A few weeks ago, I took Sophie to a local store to find a few new pairs of summer shoes. Armed with my 15%-off coupon, we made our way to the children’s shoe section where I expected to find a variety of summer sandals, croc-like shoes, and flip flops. What I did NOT expect was the over-abundance of expensive light-up sneakers and sparkly strappy heeled shoes. Sophie’s a 3-year-old preschooler, not a finalist for a children’s beauty pageant.
I decided to concentrate on the few pairs of decent, sensible shoes I identified. I even went so far as to show Sophie the Disney princess and Dora walking shoes. But Sophie would have nothing to do with them. All she wanted were items that flashed, played music, or were entirely too big or too small for her.
Now before I go further, let me say I try very hard not to impose my clothing (or shoe) preferences on Sophie. I may think something looks hideous. But if it’s weather appropriate and okay for school, I usually let her go with it. But I draw the line when it comes to Lolita-style shoes for 3-year-old girls. And I can’t afford to spend a fortune on a shoe that lights up, even with a discount coupon.
After trying shoe after shoe, the shopping expedition was going downhill fast. I was getting annoyed; Sophie was irritated; and other patrons couldn’t even walk past us because of the endless shoes cluttering the aisle. At one point, I actually threw a shoe in frustration (not at Sophie). We left the store empty-handed and feeling anything BUT blissful.
After a few deep breaths and reflection, I did learn something from the shoe-shopping fiasco. And that is this: I should have given Sophie parameters in which she could help choose the shoes. Of course, I should have also pre-screened the shoes.

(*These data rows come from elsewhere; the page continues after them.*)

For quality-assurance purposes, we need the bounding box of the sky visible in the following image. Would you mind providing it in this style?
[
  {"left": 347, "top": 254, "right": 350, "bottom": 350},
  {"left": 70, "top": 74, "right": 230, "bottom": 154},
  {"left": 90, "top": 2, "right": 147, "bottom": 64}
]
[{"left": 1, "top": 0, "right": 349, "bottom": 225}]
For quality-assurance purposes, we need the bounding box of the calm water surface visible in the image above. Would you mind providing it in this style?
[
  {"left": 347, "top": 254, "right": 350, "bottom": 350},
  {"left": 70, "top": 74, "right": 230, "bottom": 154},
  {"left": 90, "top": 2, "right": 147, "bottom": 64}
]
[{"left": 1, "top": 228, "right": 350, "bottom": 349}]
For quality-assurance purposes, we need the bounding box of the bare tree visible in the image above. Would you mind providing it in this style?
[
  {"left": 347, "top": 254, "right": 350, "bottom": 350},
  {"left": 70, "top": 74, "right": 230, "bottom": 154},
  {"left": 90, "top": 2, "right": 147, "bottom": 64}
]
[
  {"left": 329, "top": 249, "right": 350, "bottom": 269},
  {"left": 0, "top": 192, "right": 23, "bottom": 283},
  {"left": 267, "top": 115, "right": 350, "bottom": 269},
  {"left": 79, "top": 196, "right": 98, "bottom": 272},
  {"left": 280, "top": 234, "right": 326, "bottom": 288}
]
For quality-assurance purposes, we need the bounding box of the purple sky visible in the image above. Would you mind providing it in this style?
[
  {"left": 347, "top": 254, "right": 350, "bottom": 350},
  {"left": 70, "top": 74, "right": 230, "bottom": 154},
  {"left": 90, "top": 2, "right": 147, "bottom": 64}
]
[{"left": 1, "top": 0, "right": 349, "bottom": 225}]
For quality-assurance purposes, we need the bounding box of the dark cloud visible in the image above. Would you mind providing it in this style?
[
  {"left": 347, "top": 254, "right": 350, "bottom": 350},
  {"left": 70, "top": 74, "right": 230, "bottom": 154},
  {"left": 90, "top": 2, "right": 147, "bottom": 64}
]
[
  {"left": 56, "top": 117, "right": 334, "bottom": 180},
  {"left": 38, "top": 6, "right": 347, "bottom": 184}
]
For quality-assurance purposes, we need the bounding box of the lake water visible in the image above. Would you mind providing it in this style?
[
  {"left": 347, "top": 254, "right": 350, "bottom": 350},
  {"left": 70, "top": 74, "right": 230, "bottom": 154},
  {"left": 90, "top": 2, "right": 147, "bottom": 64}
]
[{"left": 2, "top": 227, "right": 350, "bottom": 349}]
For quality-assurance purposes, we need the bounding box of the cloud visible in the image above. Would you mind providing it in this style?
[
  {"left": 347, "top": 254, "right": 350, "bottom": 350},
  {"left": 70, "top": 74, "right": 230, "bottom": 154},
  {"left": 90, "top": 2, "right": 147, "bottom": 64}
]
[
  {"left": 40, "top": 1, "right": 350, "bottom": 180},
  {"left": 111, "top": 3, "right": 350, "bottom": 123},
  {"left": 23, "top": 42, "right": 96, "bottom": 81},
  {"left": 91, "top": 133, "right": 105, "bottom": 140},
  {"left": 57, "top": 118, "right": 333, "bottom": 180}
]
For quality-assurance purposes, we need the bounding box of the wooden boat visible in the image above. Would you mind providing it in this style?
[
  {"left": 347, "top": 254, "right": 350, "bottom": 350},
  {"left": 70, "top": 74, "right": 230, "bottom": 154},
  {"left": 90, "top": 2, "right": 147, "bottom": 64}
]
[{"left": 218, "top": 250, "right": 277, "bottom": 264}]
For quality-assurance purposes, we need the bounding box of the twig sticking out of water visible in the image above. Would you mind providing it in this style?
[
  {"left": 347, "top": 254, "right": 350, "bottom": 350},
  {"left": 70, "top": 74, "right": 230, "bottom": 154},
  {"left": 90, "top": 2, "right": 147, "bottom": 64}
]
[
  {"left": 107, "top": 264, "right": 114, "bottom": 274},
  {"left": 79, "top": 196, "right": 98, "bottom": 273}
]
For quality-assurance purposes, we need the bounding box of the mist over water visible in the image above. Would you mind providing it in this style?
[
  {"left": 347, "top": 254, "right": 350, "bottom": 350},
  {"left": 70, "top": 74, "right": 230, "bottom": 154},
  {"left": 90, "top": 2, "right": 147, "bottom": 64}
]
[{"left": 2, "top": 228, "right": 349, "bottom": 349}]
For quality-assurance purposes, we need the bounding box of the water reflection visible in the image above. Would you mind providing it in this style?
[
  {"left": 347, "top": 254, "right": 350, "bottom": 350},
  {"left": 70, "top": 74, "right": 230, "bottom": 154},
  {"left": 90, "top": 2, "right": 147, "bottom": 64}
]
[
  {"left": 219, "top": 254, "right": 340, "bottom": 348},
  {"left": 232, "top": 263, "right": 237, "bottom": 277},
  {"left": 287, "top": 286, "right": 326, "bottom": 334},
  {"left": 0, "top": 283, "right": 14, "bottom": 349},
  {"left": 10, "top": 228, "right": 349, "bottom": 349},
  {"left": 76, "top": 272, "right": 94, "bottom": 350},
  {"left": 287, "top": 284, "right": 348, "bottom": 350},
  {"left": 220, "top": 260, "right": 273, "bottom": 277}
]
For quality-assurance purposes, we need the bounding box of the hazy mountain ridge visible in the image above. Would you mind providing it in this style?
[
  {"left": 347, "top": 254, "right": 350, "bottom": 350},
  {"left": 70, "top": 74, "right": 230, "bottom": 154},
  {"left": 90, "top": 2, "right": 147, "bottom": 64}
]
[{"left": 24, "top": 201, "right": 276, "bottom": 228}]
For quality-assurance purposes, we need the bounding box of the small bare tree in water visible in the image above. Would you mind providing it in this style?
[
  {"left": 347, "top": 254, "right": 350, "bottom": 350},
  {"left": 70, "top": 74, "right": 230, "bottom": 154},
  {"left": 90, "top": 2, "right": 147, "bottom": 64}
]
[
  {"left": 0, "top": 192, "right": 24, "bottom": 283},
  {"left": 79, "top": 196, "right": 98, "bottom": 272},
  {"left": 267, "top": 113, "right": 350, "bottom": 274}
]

Armed with this realization, I put this into practice at Target where we attempted summer shoe shopping again. (And by the way, Target had a much better and sensible shoe selection.) I told Sophie she could pick any shoe that had a 9 on it (for her size 9). That did it! She was excited and empowered, and it became like a game to her (to find the 9). It also assured me she would try on only the shoes that fit her.
We left Target with two new pairs of summer shoes. Do you know what Sophie settled on? A pair of white sandals and pink crocs – identical to what she has now … but in a size 9. Now that was a successful shoe shopping experience.